Sales of e-bikes in the UK and Europe rose by 12% in 2021 compared to 2020, according to an annual report by Confederation of the European Bicycle Industry (CONEBI).
A total of 5m e-bikes were sold last year in the region, up from 4.5m in 2020.
These 2021 sales combined topped EUR 12bn, an increase of 13% on the previous year.
“E-bikes are a game changer,” CONEBI’s General Manager Manuel Marsilio told Zag Daily. “There is a reason why they are still the most sold electric vehicle in Europe: whether you look at them from a time saving perspective in urban commuting, or as a fantastic product for cycle tourism and sport, or as a valuable solution for cycle-logistics, I am not surprised to see a constantly growing number of users buying e-bikes.”
The study also revealed that the number of e-bikes manufactured in the UK and Europe increased by 24% to 4.5m units in 2021. Germany, Bulgaria and France were the three biggest producers.
Additionally, more than 80% of all e-bikes sold in Europe last year were produced in Europe. This has saved more than 2 million tons of CO2 and sulphuric dioxides pollution, according to CONEBI.
Together bicycle and e-bike sales reached an all-time record of 22m units sold last year, while total investments were EUR 1.75bn (+17% in comparison with the EUR 1.5bn of the previous year). This investment created 85,000 manufacturing jobs, bringing the total direct/indirect jobs in Europe to an estimated 170,000.
Zoomo’s Global Commercial Director Lisa Conibear told Zag: “What isn’t discussed enough is how important e-bikes are for boosting employment opportunities across other sectors in the delivery and logistics space.

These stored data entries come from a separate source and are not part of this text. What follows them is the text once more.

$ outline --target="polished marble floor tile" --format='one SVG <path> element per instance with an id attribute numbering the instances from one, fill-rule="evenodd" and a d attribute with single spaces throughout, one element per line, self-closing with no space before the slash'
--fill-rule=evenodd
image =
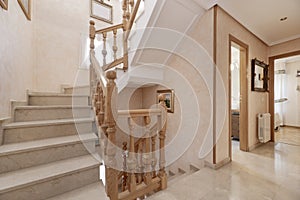
<path id="1" fill-rule="evenodd" d="M 280 127 L 275 131 L 275 142 L 300 146 L 300 128 Z"/>
<path id="2" fill-rule="evenodd" d="M 267 143 L 242 152 L 233 142 L 233 161 L 184 176 L 149 200 L 299 200 L 300 146 Z"/>

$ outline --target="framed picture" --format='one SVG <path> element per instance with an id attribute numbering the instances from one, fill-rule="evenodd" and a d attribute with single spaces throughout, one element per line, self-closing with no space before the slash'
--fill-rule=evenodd
<path id="1" fill-rule="evenodd" d="M 18 0 L 18 3 L 20 4 L 26 18 L 31 20 L 31 0 Z"/>
<path id="2" fill-rule="evenodd" d="M 158 96 L 165 95 L 165 104 L 169 113 L 174 113 L 174 90 L 157 90 L 157 103 L 159 103 Z"/>
<path id="3" fill-rule="evenodd" d="M 257 92 L 268 91 L 268 67 L 262 61 L 252 59 L 251 61 L 251 89 Z"/>
<path id="4" fill-rule="evenodd" d="M 103 0 L 91 0 L 91 17 L 113 24 L 113 8 Z"/>
<path id="5" fill-rule="evenodd" d="M 0 6 L 4 9 L 8 9 L 8 0 L 0 0 Z"/>

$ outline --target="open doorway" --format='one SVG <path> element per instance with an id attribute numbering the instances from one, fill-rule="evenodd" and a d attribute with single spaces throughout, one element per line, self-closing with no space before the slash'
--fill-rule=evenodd
<path id="1" fill-rule="evenodd" d="M 230 36 L 229 50 L 229 144 L 232 149 L 248 151 L 248 45 Z"/>
<path id="2" fill-rule="evenodd" d="M 274 141 L 300 145 L 300 55 L 274 61 Z"/>
<path id="3" fill-rule="evenodd" d="M 276 126 L 278 126 L 278 124 L 284 125 L 284 122 L 282 121 L 284 119 L 278 119 L 278 115 L 276 117 L 276 113 L 279 112 L 280 108 L 276 108 L 276 110 L 275 110 L 275 105 L 276 104 L 278 104 L 278 107 L 281 107 L 281 109 L 283 109 L 282 105 L 280 106 L 279 105 L 280 103 L 275 104 L 275 100 L 277 102 L 277 101 L 282 101 L 284 98 L 287 98 L 287 97 L 283 97 L 283 95 L 281 95 L 283 93 L 280 93 L 280 91 L 276 91 L 277 94 L 276 94 L 276 98 L 275 98 L 275 78 L 279 79 L 278 75 L 275 75 L 275 74 L 276 73 L 283 73 L 283 71 L 277 71 L 276 72 L 277 69 L 275 69 L 275 61 L 279 60 L 279 59 L 289 58 L 289 57 L 299 56 L 299 55 L 300 55 L 300 51 L 294 51 L 294 52 L 290 52 L 290 53 L 286 53 L 286 54 L 280 54 L 280 55 L 272 56 L 272 57 L 269 58 L 269 77 L 270 77 L 270 80 L 269 80 L 269 84 L 270 84 L 270 87 L 269 87 L 269 89 L 270 89 L 270 92 L 269 92 L 269 110 L 270 110 L 270 113 L 271 113 L 271 127 L 272 127 L 271 128 L 271 141 L 273 141 L 273 142 L 276 142 L 276 138 L 275 138 Z M 277 68 L 278 68 L 278 70 L 280 70 L 280 67 L 277 67 Z M 285 73 L 286 73 L 286 71 L 285 71 Z M 282 75 L 282 76 L 286 76 L 286 75 Z M 297 76 L 297 72 L 294 73 L 294 76 Z M 296 84 L 300 84 L 300 77 L 296 78 Z M 294 95 L 296 94 L 296 95 L 300 96 L 300 91 L 297 90 L 298 89 L 297 85 L 294 85 L 293 88 L 294 88 L 294 93 L 293 94 Z M 280 95 L 282 96 L 282 98 L 280 97 L 279 99 L 277 99 L 277 97 L 279 97 Z M 287 98 L 287 99 L 289 99 L 289 98 Z M 282 102 L 282 103 L 284 103 L 284 102 Z M 294 105 L 293 107 L 294 107 L 294 109 L 297 109 L 297 108 L 299 109 L 299 106 Z M 299 113 L 299 116 L 300 116 L 300 113 Z M 277 122 L 276 122 L 276 120 L 277 120 Z M 297 120 L 298 119 L 296 119 L 296 121 Z M 298 135 L 298 133 L 297 133 L 297 135 Z"/>

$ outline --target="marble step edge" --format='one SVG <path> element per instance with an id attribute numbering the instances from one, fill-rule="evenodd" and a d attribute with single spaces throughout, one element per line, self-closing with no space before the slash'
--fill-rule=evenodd
<path id="1" fill-rule="evenodd" d="M 30 92 L 29 97 L 89 97 L 84 94 L 65 94 L 65 93 L 49 93 L 49 92 Z"/>
<path id="2" fill-rule="evenodd" d="M 92 106 L 85 105 L 45 105 L 45 106 L 17 106 L 15 110 L 43 110 L 43 109 L 81 109 L 92 108 Z"/>
<path id="3" fill-rule="evenodd" d="M 99 167 L 91 155 L 79 156 L 0 175 L 0 194 Z"/>
<path id="4" fill-rule="evenodd" d="M 27 127 L 40 127 L 40 126 L 53 126 L 61 124 L 72 124 L 72 123 L 86 123 L 94 122 L 93 118 L 76 118 L 76 119 L 57 119 L 57 120 L 40 120 L 40 121 L 28 121 L 28 122 L 13 122 L 4 125 L 4 129 L 15 129 L 15 128 L 27 128 Z"/>
<path id="5" fill-rule="evenodd" d="M 101 181 L 51 197 L 46 200 L 86 200 L 86 194 L 93 194 L 95 197 L 98 197 L 101 200 L 109 200 L 109 198 L 106 196 L 105 188 Z"/>
<path id="6" fill-rule="evenodd" d="M 81 89 L 81 88 L 90 88 L 89 85 L 78 85 L 78 86 L 65 86 L 63 89 Z"/>
<path id="7" fill-rule="evenodd" d="M 5 144 L 0 146 L 0 157 L 18 153 L 61 147 L 65 145 L 78 144 L 82 142 L 96 141 L 98 137 L 95 133 L 85 133 L 42 140 Z"/>

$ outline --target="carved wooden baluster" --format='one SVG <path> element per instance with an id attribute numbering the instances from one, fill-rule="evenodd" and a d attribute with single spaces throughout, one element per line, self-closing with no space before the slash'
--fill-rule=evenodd
<path id="1" fill-rule="evenodd" d="M 127 0 L 123 0 L 123 3 L 122 3 L 122 10 L 123 10 L 123 25 L 124 25 L 124 31 L 127 30 Z"/>
<path id="2" fill-rule="evenodd" d="M 165 95 L 159 95 L 159 105 L 164 109 L 162 115 L 166 114 L 166 104 Z M 165 171 L 166 159 L 165 159 L 165 139 L 166 139 L 166 129 L 167 129 L 167 116 L 165 116 L 165 121 L 163 121 L 163 116 L 158 117 L 158 127 L 159 131 L 159 177 L 161 179 L 161 189 L 167 188 L 167 173 Z M 164 124 L 162 124 L 164 122 Z"/>
<path id="3" fill-rule="evenodd" d="M 130 4 L 130 13 L 132 14 L 133 8 L 134 8 L 134 0 L 129 0 L 129 4 Z"/>
<path id="4" fill-rule="evenodd" d="M 133 192 L 136 190 L 136 177 L 135 177 L 135 171 L 137 167 L 137 159 L 136 159 L 136 153 L 134 151 L 134 136 L 133 136 L 133 130 L 134 130 L 134 121 L 132 118 L 128 118 L 128 125 L 129 125 L 129 134 L 130 134 L 130 141 L 129 141 L 129 157 L 128 157 L 128 168 L 130 171 L 130 177 L 129 177 L 129 191 Z"/>
<path id="5" fill-rule="evenodd" d="M 111 200 L 118 199 L 118 171 L 116 170 L 116 122 L 113 117 L 112 111 L 112 97 L 115 92 L 115 79 L 116 72 L 108 71 L 106 73 L 107 89 L 106 89 L 106 100 L 105 100 L 105 124 L 107 125 L 107 148 L 106 148 L 106 193 Z"/>
<path id="6" fill-rule="evenodd" d="M 123 142 L 123 176 L 122 176 L 122 192 L 124 192 L 127 188 L 127 142 Z"/>
<path id="7" fill-rule="evenodd" d="M 113 45 L 113 52 L 114 52 L 114 60 L 117 60 L 117 51 L 118 51 L 118 46 L 117 46 L 117 29 L 113 30 L 114 34 L 114 45 Z"/>
<path id="8" fill-rule="evenodd" d="M 144 166 L 143 166 L 143 145 L 144 144 L 143 143 L 144 143 L 144 140 L 141 140 L 138 143 L 138 156 L 139 156 L 139 159 L 138 159 L 139 173 L 138 173 L 138 180 L 137 180 L 138 183 L 142 183 L 142 181 L 143 181 L 143 172 L 144 172 Z"/>
<path id="9" fill-rule="evenodd" d="M 90 49 L 95 49 L 95 37 L 96 37 L 96 28 L 95 22 L 93 20 L 90 21 Z"/>
<path id="10" fill-rule="evenodd" d="M 106 38 L 107 38 L 107 33 L 104 32 L 102 34 L 103 36 L 103 50 L 102 50 L 102 55 L 103 55 L 103 66 L 106 65 L 106 56 L 107 56 L 107 50 L 106 50 Z"/>
<path id="11" fill-rule="evenodd" d="M 151 137 L 151 144 L 152 144 L 152 147 L 151 147 L 151 152 L 152 152 L 152 160 L 151 160 L 151 166 L 152 166 L 152 178 L 155 178 L 156 177 L 156 164 L 157 164 L 157 159 L 156 159 L 156 156 L 155 156 L 155 151 L 156 151 L 156 138 L 157 138 L 157 135 L 155 133 L 155 135 L 153 135 Z"/>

“E-bikes have much lower barriers to entry than regular cars, mopeds, and larger EVs; they don’t require licenses or registration, are easier to park, simpler to ride, and are considerably cheaper to run.
“But there is still so much room for improvement. Statistics like the cost of storing a bike in a London hanger being five times more expensive than a car parking permit emphasises that countries like the UK are nowhere near where they could be in terms of their bike-ability. Governments across the Continent must commit more investment and lay down more infrastructure so that e-bike uptake continues.”